Lucinda O’Sullivan’s restaurant review: At L’Enoteca di Napoli calamari tasting like wallpaper paste is served with an attitude of doing you a favour

The food at L’Enoteca di Napoli was a mixed bag and the service was far from dolce

"My anelli di calamari fritti were anything but ‘anelli’ (small thin) but instead were large, pale, cracklingly dry specimens, looking and tasting as if they’d been dipped in wallpaper paste." Photo: Lucinda O'Sullivan

Lucinda O'Sullivan

“Stay, take your time, relax,” said ‘il signor’ in charge as I asked for the bill at L’Enoteca di Napoli, an Irish-owned Italian wine bar on Fenian Street, and sibling of Il Caffe di Napoli on Westland Row. However, it felt a bit like closing the stable door after the horse had bolted. “I thought we had to rush out the door as this table is booked?” I replied, giving him the quizzical eye, having consumed three courses and a bottle of vino rapidly.

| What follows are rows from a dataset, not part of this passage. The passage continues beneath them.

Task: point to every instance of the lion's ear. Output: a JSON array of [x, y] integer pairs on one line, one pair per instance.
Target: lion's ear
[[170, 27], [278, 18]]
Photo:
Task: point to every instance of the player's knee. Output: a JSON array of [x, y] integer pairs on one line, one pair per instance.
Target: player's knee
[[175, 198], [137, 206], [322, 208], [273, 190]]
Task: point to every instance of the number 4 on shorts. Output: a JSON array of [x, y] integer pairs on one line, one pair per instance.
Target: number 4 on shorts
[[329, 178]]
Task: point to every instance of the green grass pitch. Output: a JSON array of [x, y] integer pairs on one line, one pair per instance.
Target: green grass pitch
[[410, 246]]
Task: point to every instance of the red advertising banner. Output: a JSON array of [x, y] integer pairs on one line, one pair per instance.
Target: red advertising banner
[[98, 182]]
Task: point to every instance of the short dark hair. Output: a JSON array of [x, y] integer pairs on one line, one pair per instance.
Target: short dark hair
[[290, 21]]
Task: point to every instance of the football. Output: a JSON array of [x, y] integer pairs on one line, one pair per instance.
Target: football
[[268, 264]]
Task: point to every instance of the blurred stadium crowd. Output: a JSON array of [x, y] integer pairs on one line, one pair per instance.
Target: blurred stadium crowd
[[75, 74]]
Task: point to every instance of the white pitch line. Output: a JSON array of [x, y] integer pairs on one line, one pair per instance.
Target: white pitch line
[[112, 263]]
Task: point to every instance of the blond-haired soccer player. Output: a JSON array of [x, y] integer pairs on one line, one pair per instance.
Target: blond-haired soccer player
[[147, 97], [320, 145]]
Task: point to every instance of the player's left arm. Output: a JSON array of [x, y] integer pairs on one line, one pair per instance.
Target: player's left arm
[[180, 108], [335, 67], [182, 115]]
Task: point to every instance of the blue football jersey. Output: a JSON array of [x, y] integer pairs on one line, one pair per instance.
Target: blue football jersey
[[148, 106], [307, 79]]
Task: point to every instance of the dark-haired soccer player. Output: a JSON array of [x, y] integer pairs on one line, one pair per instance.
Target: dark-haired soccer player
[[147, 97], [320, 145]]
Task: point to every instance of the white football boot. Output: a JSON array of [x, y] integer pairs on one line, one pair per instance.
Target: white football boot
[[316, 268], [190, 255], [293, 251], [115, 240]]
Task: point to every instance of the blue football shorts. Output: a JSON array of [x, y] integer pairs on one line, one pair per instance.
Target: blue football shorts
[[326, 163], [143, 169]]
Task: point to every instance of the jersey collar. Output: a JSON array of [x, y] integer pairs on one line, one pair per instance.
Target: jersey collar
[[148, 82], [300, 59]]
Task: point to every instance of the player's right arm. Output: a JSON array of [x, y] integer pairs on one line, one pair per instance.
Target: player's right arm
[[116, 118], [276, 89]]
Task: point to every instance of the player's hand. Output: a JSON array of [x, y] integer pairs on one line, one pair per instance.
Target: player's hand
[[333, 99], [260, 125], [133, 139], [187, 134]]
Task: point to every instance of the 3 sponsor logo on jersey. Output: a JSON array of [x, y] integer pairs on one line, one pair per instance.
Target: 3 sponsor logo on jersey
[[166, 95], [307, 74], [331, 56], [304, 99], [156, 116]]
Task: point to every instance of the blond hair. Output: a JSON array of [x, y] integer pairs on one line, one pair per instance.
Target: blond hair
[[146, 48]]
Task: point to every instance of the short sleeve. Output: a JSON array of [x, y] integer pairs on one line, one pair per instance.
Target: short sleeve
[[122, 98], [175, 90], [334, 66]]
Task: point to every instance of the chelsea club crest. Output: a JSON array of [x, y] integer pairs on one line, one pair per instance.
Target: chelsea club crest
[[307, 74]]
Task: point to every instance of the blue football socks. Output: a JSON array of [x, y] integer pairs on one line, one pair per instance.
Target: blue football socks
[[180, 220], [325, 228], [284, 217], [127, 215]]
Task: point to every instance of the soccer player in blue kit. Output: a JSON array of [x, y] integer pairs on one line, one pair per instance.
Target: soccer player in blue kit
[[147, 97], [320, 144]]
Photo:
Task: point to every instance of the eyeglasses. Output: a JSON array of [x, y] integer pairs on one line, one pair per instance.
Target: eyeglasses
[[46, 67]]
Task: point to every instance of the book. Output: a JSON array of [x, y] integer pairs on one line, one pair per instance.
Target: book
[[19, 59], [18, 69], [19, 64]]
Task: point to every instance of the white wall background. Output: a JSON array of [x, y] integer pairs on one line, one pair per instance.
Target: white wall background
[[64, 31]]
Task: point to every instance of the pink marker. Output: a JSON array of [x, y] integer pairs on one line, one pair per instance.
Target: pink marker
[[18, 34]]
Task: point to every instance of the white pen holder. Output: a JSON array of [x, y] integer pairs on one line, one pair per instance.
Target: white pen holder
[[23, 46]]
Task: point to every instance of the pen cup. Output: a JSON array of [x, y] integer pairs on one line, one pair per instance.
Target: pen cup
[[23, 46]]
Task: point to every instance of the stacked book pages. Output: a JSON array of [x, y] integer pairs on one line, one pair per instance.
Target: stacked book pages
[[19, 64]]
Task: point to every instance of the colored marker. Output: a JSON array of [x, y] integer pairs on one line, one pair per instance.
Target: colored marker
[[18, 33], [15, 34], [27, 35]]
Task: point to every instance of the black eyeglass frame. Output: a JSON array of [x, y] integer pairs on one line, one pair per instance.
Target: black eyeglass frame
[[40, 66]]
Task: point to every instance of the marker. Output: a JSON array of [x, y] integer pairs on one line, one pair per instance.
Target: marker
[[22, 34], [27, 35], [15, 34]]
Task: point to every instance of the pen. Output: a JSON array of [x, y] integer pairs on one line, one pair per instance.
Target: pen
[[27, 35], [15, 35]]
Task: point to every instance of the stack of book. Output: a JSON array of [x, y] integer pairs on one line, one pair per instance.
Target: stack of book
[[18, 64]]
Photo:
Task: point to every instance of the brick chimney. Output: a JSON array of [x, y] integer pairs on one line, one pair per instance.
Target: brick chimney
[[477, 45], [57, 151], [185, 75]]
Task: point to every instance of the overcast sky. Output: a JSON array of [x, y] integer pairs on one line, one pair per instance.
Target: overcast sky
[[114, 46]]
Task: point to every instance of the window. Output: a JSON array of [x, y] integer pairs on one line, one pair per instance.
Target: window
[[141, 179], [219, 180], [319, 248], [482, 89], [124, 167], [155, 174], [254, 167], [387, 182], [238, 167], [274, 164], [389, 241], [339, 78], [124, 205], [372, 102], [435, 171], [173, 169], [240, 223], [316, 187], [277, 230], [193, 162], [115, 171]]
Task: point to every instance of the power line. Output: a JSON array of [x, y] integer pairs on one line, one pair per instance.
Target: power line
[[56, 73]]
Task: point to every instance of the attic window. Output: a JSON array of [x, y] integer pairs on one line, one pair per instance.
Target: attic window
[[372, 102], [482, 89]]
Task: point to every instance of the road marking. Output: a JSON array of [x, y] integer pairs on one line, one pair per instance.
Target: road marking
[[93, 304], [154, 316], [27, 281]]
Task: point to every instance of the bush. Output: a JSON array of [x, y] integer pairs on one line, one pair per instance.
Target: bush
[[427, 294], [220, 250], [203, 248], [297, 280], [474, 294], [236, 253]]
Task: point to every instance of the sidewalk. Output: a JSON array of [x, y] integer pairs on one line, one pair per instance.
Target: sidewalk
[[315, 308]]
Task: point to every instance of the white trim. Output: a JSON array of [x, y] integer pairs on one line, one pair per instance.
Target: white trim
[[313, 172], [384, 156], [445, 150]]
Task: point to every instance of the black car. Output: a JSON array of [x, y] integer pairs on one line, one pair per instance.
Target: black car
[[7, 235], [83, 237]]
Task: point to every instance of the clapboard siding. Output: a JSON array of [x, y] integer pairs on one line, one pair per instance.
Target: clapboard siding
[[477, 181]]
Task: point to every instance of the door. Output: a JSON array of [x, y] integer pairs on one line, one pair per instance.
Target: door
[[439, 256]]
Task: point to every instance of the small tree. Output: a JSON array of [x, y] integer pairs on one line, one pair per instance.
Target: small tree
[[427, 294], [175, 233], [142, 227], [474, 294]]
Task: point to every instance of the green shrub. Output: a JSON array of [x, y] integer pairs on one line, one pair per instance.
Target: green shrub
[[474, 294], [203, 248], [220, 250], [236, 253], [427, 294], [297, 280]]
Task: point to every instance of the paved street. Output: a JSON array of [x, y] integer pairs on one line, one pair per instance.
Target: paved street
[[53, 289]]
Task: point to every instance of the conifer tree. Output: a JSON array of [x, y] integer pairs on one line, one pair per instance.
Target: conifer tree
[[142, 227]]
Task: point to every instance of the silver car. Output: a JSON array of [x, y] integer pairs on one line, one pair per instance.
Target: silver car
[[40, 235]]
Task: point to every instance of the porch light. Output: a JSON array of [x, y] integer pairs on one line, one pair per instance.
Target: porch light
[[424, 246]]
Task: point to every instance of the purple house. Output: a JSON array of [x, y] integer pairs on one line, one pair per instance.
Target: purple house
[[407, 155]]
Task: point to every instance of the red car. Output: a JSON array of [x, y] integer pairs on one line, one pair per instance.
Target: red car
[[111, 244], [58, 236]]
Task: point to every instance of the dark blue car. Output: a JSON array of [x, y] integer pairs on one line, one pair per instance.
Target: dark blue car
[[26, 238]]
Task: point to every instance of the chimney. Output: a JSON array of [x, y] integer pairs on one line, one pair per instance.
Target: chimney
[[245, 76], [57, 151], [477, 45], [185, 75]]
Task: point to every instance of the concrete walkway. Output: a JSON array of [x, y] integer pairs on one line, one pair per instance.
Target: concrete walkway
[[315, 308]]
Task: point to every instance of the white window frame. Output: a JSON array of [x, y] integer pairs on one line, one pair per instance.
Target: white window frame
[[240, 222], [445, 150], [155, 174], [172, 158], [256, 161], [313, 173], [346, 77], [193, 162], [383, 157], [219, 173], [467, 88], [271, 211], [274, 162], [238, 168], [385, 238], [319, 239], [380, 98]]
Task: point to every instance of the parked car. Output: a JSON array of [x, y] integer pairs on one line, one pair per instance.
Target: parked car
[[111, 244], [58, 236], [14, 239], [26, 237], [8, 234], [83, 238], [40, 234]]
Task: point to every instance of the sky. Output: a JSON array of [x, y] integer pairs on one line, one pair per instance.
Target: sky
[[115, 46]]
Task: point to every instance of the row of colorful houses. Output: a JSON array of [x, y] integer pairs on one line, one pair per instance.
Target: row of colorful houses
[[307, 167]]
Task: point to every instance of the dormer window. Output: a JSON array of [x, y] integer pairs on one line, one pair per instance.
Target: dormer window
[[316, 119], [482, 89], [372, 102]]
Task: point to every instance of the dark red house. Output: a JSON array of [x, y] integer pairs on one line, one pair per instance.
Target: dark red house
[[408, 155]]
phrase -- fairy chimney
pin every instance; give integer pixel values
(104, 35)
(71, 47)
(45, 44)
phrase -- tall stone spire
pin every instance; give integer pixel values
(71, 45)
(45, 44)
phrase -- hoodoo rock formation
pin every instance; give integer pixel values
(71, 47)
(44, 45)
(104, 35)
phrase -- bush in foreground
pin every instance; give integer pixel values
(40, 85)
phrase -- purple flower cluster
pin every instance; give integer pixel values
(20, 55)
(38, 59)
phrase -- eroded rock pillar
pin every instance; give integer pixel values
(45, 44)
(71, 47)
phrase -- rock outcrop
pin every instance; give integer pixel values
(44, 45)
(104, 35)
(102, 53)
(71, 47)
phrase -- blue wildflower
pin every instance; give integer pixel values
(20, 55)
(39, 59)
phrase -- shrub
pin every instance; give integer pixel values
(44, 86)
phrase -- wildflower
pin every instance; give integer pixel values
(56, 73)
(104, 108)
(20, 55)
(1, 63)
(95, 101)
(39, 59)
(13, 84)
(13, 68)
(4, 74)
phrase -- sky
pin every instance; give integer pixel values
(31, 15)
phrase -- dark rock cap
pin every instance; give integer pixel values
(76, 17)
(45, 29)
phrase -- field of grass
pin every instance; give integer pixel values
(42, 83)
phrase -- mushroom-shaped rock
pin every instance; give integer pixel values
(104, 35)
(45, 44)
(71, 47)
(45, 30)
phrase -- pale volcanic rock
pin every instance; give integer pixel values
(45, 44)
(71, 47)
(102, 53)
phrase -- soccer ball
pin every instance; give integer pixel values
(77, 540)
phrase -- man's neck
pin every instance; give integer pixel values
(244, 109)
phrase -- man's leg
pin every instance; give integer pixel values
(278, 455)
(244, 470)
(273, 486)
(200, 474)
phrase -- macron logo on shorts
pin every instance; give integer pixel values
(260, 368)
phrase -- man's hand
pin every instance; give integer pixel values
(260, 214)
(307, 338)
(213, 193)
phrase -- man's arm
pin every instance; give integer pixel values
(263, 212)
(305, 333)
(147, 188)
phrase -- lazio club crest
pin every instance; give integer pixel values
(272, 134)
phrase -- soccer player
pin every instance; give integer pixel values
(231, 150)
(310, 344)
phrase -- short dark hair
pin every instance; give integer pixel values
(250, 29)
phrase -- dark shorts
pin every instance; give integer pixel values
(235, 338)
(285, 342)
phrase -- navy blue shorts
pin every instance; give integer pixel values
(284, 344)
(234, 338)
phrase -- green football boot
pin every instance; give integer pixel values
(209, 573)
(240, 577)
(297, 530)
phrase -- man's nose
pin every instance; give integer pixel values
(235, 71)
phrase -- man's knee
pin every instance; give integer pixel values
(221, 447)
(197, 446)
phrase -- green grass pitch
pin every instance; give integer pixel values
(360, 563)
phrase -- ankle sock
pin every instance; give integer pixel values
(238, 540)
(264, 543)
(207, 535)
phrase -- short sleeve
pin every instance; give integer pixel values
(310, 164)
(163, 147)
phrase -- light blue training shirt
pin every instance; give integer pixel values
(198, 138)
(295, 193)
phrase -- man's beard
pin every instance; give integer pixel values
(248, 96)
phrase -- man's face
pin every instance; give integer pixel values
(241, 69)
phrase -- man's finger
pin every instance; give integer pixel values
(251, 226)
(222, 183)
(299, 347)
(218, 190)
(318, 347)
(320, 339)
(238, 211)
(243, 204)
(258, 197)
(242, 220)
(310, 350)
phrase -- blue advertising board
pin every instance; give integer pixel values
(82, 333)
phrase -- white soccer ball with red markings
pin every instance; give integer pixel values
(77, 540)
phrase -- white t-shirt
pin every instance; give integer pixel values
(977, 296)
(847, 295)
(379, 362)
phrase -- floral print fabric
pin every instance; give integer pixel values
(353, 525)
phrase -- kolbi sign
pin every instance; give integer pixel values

“If you want a bill, I’ll give it to you, otherwise take your time,” he said. We’d arrived in the late afternoon, following a meeting in town, passing an advertising clapperboard outside the door, and asking the waitperson who met us if we could have a table for two. There were only three diners in the place, two ladies by a side wall, and a man down the back of the room. To our surprise, with four or five lines of empty tables set perpendicularly across the room from a long service counter, they dragged a table for two to within 18 inches of the two ladies by the wall.